One of the first things I noticed and loved about this novel was the setting. It's a very cold, dark, pastoral and gothically beautiful place. It reminded me a lot of Wuthering Heights with that sense of isolation and wilderness, I loved how completely imaginable it was without even having to be big on the descriptions.
The tale is about two outsiders - Marnie and Raven - and how they come to develop an understanding of one another. Marnie arrives in Tocurra with her new and much older husband who she has married to save her family from poverty and who also tells her she will "learn to like it" after he more or less rapes her.

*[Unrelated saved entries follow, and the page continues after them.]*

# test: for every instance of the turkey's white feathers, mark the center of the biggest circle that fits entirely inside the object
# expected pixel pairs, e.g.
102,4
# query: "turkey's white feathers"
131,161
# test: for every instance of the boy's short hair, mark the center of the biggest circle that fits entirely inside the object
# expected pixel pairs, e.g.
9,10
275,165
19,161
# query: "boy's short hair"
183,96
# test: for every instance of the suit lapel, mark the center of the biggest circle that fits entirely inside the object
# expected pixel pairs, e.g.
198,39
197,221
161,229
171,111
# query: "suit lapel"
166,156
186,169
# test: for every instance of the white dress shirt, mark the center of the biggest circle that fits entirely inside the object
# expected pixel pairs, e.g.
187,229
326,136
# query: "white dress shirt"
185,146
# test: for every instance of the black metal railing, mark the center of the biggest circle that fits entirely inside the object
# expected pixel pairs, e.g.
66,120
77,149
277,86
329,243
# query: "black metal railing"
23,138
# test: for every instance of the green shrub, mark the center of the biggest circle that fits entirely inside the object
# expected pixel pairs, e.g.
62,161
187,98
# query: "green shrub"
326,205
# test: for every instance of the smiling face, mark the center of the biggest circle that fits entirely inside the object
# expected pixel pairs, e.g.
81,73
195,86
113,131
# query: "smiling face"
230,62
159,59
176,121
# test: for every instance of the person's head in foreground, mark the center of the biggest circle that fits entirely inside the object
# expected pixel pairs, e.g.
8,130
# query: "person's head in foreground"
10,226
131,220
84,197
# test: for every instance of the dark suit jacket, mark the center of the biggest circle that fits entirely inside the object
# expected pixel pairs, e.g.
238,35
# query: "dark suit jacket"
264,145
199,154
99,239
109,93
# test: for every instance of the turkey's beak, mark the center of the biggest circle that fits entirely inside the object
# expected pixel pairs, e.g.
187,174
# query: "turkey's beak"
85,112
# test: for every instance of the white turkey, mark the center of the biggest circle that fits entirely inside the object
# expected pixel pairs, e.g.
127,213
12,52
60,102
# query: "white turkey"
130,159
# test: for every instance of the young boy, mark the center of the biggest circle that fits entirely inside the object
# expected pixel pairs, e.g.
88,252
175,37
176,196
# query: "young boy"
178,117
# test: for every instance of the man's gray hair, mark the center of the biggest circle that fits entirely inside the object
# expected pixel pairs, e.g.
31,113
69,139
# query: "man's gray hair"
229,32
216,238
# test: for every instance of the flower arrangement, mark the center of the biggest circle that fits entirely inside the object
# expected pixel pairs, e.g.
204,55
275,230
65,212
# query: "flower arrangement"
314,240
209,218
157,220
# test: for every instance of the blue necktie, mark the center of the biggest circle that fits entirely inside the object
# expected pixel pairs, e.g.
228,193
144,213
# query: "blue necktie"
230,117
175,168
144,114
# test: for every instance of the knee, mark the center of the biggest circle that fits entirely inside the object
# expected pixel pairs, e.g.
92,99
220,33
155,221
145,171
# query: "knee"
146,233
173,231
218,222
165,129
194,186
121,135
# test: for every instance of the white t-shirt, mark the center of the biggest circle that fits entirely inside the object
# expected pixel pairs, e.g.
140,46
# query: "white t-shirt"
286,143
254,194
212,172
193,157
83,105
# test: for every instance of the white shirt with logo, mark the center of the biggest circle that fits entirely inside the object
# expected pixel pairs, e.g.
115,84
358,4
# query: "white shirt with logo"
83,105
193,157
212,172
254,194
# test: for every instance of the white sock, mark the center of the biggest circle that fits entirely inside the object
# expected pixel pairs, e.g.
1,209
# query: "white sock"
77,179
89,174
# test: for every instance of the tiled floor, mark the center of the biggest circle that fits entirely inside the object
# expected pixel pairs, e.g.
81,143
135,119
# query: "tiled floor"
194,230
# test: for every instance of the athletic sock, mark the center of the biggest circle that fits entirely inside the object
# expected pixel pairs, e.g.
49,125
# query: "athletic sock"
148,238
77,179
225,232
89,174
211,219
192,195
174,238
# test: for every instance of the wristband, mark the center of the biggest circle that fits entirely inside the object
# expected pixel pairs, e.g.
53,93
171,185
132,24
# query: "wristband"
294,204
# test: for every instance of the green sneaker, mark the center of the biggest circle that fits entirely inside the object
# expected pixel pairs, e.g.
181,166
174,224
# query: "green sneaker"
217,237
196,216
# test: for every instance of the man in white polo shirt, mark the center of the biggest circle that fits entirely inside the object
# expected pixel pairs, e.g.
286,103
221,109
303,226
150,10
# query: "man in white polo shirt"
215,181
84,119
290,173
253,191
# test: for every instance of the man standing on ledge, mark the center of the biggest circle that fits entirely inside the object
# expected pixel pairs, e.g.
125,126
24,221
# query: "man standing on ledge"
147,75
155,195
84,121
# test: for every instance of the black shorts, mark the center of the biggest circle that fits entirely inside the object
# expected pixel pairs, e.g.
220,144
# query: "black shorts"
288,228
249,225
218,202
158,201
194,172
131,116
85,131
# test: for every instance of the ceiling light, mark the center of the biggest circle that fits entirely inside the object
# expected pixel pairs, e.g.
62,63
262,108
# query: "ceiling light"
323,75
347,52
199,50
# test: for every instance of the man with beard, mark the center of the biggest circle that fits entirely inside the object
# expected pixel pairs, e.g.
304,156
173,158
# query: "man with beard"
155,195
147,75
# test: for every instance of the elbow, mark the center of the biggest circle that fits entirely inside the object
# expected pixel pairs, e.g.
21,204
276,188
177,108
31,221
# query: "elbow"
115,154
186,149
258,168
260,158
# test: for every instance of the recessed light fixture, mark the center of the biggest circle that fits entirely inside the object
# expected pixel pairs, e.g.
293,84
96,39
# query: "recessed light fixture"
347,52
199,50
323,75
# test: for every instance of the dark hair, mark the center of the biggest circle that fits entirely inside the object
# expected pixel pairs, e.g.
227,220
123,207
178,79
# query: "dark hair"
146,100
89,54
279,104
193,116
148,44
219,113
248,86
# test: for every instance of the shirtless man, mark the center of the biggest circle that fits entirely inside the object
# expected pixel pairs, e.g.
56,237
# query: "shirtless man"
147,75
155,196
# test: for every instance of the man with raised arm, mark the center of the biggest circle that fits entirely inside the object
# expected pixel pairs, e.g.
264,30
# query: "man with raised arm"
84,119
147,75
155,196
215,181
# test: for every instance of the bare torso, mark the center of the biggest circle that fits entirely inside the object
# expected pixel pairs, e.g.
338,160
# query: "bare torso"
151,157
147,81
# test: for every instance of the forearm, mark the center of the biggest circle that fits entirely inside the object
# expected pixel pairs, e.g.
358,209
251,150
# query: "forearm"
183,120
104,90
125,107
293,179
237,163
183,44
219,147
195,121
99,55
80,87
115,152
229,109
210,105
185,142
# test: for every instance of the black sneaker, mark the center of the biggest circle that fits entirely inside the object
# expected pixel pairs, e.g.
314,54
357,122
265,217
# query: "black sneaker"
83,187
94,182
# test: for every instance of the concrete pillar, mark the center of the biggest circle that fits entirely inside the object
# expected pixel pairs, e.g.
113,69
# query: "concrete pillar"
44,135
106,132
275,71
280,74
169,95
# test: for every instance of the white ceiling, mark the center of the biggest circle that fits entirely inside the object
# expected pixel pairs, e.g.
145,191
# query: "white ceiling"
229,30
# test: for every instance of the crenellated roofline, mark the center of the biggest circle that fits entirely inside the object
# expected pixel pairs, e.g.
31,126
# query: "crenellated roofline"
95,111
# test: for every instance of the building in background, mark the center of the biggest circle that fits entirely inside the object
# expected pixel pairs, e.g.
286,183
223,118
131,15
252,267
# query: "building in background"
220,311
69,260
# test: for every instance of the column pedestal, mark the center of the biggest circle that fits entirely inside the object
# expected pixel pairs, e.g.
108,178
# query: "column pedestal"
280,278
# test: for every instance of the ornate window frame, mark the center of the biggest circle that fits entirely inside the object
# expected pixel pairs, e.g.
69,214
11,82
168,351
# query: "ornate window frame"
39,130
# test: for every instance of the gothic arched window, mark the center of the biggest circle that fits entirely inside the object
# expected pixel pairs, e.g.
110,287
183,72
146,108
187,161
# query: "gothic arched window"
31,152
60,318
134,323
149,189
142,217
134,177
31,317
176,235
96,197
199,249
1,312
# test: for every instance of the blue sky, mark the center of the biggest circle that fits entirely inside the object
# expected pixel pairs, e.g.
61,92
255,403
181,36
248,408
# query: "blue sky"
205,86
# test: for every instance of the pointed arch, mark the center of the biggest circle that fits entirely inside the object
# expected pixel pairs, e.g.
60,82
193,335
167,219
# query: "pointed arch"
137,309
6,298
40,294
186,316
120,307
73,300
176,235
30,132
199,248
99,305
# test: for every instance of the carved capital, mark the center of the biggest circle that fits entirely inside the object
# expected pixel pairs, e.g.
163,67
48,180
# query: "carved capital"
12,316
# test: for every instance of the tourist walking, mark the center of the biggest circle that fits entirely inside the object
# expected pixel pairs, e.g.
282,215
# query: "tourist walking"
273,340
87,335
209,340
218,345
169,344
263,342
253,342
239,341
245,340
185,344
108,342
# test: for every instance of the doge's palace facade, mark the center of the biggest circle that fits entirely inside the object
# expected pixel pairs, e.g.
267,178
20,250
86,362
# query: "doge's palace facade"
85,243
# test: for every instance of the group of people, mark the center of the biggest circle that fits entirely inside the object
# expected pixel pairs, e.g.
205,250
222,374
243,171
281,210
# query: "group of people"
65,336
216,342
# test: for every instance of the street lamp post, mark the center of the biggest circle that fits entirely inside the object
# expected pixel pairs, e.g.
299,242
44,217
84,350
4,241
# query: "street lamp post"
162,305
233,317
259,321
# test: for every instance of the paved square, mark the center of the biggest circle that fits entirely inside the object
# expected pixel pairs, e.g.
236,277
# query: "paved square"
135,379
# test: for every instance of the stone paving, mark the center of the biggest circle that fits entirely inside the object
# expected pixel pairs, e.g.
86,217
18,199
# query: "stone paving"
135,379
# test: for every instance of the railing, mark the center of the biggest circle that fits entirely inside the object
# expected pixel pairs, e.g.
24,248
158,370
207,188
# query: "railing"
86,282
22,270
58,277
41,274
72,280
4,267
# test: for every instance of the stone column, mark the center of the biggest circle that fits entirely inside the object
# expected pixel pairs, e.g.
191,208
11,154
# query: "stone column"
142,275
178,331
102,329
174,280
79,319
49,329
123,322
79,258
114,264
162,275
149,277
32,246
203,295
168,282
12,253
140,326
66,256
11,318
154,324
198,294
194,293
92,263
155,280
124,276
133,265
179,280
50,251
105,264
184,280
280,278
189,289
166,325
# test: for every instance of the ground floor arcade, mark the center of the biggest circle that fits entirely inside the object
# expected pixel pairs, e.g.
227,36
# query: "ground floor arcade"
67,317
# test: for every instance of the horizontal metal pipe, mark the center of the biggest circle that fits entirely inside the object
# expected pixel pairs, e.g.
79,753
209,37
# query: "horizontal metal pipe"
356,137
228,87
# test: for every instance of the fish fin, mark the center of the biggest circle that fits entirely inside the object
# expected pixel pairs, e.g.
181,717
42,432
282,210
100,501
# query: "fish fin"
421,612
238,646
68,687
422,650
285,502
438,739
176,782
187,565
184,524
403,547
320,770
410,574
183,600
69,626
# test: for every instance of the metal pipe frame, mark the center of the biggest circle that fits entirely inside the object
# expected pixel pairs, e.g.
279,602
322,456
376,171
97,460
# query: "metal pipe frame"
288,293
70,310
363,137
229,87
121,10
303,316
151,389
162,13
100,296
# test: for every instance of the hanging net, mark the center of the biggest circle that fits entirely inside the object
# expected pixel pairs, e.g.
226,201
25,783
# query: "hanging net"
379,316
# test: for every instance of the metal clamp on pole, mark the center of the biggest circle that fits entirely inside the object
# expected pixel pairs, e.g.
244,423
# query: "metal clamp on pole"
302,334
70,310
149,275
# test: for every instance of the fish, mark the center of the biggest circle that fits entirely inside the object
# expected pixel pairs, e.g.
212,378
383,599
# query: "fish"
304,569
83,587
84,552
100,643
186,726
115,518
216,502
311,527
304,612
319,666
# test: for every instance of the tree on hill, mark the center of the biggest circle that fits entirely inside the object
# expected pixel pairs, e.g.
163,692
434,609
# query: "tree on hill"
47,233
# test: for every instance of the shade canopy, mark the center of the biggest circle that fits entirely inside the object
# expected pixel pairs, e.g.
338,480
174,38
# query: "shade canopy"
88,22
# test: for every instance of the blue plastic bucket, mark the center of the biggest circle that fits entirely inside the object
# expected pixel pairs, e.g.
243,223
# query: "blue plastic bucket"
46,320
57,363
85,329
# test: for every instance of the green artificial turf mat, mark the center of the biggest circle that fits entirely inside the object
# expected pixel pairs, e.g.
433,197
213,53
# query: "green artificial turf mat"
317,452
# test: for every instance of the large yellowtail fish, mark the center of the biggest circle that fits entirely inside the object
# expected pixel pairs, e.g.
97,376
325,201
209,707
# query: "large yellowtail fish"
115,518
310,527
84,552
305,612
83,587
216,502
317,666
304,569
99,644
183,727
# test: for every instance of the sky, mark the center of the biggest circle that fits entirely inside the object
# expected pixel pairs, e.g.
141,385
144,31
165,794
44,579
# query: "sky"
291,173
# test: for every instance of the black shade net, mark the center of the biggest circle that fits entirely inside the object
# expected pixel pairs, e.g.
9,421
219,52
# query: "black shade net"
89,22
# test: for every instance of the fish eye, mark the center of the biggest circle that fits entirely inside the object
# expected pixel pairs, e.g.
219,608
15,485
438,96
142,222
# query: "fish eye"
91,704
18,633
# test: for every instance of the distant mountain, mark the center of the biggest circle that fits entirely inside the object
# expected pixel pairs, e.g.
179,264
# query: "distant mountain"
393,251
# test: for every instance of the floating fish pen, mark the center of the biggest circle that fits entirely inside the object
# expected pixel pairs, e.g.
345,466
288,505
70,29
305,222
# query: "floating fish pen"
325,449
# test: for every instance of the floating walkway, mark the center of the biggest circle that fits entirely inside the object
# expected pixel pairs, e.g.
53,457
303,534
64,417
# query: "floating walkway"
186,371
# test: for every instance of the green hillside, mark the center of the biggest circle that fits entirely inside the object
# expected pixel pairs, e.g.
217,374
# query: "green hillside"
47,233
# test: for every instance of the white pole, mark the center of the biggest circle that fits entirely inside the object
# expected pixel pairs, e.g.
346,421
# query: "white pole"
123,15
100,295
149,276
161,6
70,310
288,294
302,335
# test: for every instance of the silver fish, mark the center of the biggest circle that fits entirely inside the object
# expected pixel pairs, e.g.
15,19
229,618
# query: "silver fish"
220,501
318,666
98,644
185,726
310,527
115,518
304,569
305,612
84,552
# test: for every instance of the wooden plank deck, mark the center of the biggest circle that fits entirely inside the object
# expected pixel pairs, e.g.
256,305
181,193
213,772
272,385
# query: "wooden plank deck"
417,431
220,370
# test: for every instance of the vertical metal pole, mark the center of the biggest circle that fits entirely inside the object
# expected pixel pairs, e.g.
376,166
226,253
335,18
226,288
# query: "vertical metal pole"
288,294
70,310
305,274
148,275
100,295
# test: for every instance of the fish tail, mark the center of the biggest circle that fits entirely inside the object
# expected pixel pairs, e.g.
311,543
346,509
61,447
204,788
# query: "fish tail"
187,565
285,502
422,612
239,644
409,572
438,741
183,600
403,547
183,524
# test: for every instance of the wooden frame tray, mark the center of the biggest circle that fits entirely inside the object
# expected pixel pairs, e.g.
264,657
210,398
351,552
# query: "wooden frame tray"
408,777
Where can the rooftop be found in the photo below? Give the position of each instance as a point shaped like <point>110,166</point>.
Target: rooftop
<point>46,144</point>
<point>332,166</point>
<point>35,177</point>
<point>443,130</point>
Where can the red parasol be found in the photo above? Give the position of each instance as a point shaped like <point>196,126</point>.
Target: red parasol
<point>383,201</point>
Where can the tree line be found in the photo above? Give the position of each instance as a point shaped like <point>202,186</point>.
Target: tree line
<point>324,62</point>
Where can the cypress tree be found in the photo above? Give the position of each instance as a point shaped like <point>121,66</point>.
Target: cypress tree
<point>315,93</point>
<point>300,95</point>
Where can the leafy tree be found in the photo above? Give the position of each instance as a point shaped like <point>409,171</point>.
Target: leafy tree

Raven is the village madman - believed so because he is actually deaf - and the locals attempt to whip the demons out of him. Marnie first comes under suspicion of foul play when her husband falls to his death, a suspicion that only grows when her and Raven develop a sign language to communicate by. And trust me, this isn't the time or place to be suspected of witchcraft.
This is a novel that will tear up your heart and send your emotions into overdrive. It's horrifying to read some of the things done to young women who were accused of being witches, this book may be labelled "fantasy", but the rituals are entirely real. It's frustrating too, so many times I wanted to yell at the unfairness of it all - imagine an infected wound being a symbol that God is marking your guilt of witchiness!
But, in the end, this is also a very sweet and touching novel about two people who don't fit in finding their own little world together, their own way of living that suits them both, others be damned. I was moved by it and I think it will be hard to find a reader who isn't.